Tuesday, October 21, 2008

Fostering collaboration

Here's a really neat website. It is the portal for the Harvard Clinical and Translational Science Center, one of several federally-funded centers designed to promote the acceleration of medical scientific advances to clinical application -- or to put it more simply, improving human health.

Harvard Catalyst, as we have nicknamed it, is "a shared enterprise of Harvard University, its ten schools and its eighteen Academic Healthcare Centers, as well as the Boston College School of Nursing, MIT, the Cambridge Health Alliance, Harvard Pilgrim Health Care and numerous community partners." It is funded by a five year, $117.5 million grant from the National Institutes of Health (Clinical and Translational Science Center, CTSC) and $75 million dollars from the Harvard University Science and Engineering Committee, Harvard Medical School, Harvard School of Public Health, BIDMC, Brigham and Women’s Hospital, Children’s Hospital Boston, Dana-Farber Cancer Institute and Massachusetts General Hospital.

The major job of Harvard Catalyst is to connect thousands of investigators in the Boston area, to encourage the growth of the clinical and translation investigative community, and to enable success through access to resources and by reducing barriers. That is where the website comes in.

Play with it and try out some of its features. After you get through (or click past) the opening scenes, click through to "Profiles" under "People". How would you like to search?

Let's say you want to see who is working in the area of say, sleep. Put that in as a key word, and you will see the 360 people in the Harvard system who have any record in their CV about research related to sleep. Click on any one of them to see his or her complete CV, other research interests, co-authors, other researchers who have similar interests, and even people who have offices near the one you chose. If you see an article of interest, click on it, and go right to the abstract.

Need to locate a core facility to help with an experiment you are planning? Click through to "Core Facilities" under "Resources." Then pick the category you want on the left to get a full description of services offered by each individual facility.

Now, you want to drive to that spot: Go to the "Atlas" under "Resources" and get driving (and parking!) directions to the place you are seeking.

And so on.

Good stuff, I think, and well presented and easy to use.

2 comments:

Anonymous said...

I am very concerned about the collaboration (or lack there of) with nurses on this site and at Harvard in general.

I found myself giddy with excitement at this posting only to find not a single nurse.

Any insight?

RN, MSN, PhD Candidate

Anonymous said...

This is an important comment and an area we are addressing. There are PhD nurses who have applied for our Pilot Grant program and have formed new collaborations (e.g. Boston college nursing research faculty and doctoral students with Chuck Czeiler's sleep study group at BWH, another one with children's hospital on transplantation, and a third in neonatology that will involve BIDMC.)

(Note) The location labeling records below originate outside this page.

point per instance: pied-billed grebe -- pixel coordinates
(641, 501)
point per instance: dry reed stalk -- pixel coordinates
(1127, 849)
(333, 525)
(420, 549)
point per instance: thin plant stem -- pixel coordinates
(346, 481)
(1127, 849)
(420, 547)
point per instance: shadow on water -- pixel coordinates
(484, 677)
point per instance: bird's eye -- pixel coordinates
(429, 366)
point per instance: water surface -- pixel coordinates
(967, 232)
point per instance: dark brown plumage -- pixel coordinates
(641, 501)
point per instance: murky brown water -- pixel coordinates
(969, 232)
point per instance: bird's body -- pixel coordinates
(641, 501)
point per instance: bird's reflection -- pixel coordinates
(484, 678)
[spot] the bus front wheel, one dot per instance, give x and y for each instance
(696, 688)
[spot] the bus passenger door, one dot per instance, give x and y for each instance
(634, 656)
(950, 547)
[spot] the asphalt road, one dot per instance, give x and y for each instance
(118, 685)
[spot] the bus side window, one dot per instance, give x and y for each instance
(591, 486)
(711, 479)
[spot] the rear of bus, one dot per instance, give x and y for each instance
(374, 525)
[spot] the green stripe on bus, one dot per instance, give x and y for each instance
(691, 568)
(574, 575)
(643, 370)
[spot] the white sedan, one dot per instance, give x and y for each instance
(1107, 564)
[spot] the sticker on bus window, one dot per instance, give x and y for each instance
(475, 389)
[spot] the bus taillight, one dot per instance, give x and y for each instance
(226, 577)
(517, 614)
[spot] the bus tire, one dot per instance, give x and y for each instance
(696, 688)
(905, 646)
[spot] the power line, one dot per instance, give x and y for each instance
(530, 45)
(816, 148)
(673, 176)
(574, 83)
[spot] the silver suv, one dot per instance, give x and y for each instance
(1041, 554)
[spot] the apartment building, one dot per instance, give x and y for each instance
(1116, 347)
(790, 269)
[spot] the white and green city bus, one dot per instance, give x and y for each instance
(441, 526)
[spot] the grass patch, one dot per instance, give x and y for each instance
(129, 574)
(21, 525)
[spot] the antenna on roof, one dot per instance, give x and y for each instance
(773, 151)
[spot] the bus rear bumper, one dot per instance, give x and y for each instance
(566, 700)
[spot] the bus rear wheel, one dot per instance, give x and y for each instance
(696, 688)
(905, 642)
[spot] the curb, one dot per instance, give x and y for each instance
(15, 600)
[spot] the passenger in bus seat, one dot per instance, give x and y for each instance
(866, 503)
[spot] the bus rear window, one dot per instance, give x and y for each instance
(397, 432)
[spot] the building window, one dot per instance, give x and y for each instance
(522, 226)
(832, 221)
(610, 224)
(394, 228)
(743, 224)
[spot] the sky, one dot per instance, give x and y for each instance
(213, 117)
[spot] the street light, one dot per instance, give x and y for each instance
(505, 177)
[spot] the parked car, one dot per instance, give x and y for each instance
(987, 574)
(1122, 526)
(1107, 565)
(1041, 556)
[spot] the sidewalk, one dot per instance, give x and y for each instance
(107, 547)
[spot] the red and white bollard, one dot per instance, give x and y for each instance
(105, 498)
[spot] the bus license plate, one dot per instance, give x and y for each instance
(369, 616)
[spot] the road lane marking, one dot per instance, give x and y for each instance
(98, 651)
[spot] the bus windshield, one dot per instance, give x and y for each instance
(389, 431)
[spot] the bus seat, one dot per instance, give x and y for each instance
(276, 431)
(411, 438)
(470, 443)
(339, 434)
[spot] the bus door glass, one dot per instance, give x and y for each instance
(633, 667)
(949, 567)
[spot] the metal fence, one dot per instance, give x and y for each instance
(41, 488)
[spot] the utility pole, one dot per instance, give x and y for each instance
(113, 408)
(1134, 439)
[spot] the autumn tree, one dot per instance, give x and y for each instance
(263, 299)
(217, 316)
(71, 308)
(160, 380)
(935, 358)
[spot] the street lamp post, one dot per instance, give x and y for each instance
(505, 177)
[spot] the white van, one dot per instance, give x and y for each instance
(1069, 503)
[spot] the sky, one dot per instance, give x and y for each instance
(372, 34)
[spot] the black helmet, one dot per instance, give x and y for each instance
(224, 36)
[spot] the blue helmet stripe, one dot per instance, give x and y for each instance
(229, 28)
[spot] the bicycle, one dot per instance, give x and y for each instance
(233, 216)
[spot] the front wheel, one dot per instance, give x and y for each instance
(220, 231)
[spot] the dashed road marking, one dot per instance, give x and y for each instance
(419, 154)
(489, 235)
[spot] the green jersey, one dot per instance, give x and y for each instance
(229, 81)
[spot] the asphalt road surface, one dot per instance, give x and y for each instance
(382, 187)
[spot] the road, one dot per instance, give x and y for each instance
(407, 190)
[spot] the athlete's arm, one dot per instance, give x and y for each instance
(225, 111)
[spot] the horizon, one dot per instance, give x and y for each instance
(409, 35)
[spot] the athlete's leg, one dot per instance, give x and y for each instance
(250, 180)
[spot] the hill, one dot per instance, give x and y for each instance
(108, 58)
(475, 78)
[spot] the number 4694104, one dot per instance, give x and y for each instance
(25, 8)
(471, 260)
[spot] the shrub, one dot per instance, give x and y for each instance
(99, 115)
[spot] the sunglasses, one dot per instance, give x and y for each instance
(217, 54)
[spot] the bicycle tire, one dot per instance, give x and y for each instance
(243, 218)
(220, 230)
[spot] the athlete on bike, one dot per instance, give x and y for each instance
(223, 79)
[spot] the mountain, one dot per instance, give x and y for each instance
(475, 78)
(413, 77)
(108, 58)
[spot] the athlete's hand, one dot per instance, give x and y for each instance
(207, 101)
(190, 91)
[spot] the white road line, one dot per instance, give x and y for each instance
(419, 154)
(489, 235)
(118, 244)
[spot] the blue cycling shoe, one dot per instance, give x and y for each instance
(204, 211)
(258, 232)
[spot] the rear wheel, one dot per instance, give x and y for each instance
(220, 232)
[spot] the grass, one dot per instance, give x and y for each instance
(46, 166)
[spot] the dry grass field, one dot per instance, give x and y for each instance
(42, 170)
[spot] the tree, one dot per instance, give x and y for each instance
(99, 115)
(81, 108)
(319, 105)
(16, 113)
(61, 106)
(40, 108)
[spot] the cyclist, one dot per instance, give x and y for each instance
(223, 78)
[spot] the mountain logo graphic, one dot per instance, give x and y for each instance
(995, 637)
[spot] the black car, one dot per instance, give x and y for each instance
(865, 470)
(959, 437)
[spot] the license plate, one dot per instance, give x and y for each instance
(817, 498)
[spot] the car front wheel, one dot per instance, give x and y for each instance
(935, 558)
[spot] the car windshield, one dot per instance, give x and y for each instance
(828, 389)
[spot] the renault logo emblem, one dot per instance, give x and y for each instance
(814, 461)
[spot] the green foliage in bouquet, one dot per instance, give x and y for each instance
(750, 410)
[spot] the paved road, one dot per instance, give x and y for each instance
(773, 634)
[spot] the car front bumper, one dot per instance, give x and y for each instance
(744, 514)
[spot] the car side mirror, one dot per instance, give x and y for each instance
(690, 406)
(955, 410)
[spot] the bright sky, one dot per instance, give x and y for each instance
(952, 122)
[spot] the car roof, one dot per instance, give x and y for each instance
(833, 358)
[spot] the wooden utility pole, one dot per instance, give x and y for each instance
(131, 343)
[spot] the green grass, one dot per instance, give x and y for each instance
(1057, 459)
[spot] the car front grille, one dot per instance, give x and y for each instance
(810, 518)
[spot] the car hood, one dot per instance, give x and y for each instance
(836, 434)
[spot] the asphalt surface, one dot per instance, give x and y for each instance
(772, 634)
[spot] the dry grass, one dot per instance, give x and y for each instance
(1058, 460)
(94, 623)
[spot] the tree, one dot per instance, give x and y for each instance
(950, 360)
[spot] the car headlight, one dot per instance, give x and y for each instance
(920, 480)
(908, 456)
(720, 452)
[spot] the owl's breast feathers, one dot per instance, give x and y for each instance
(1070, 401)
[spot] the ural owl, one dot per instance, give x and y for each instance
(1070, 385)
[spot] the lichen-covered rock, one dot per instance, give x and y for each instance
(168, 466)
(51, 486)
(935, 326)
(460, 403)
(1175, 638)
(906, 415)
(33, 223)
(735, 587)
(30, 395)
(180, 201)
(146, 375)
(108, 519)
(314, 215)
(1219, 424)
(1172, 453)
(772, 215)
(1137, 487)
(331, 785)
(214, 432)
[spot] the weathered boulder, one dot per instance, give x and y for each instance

In addition, all PHD nurses are eligible for our K12 multidiciplinary faculty program which provides 75,000 dollars per year for three years with didactic training and mentoring to nuture them during the critical years as they try to become independent clinical translational investigators.

Lastly, Boston College Nursing School is fully integrated into the Harvard Catalyst. Their new Dean, Dr. Susan Gennaro, is taking the lead at the Harvard Hospitals under the Harvard Catalyst which also involves surrounding nursing schools (e.g. Simmons), to address how to more fully integrate and support nursing research.

Finally, since this issue is so critical, I recently served on a panel of world leading nurses to address this and as well, Lee Nadler and I were asked last week to become faculty members at Boston College.